The first time I tried Newtons was in October in Richmond, Virginia when I was picking up my race packet for a sprint triathlon I was doing. The store where the pickup was located was also a Newton dealer. I asked and they happily allowed me to take a pair of trainers for a spin around the block. They were exactly what I was looking for and felt amazing. Before anyone suggests that they felt “amazing” because I wanted them to feel “amazing”, I made a promise to myself when I began this website that I would be as transparent with my audience as possible, sharing every feeling that I had (though not necessarily every event).

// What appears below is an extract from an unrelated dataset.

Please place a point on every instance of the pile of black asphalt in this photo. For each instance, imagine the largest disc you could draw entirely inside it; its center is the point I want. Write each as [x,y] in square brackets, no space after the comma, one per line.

I have kept that promise, and not in the way our government is “transparent”, rather, for real.
Due to the fact that Newtons do cost a bit more than many running, a fact which does not escape me or my wallet, I could not immediately get my hands on a pair. Also, I wanted to wait because at the time, Newton had announced a new, all-weather shoe, that would be more appropriate for running in New York City in the winter, which would not be shipped until the end of the year or early the following year. For my birthday (December 2) my father and stepmother gave me my first pair of Newtons (which wouldn’t be in my hands for a couple of weeks, but what can you do?)!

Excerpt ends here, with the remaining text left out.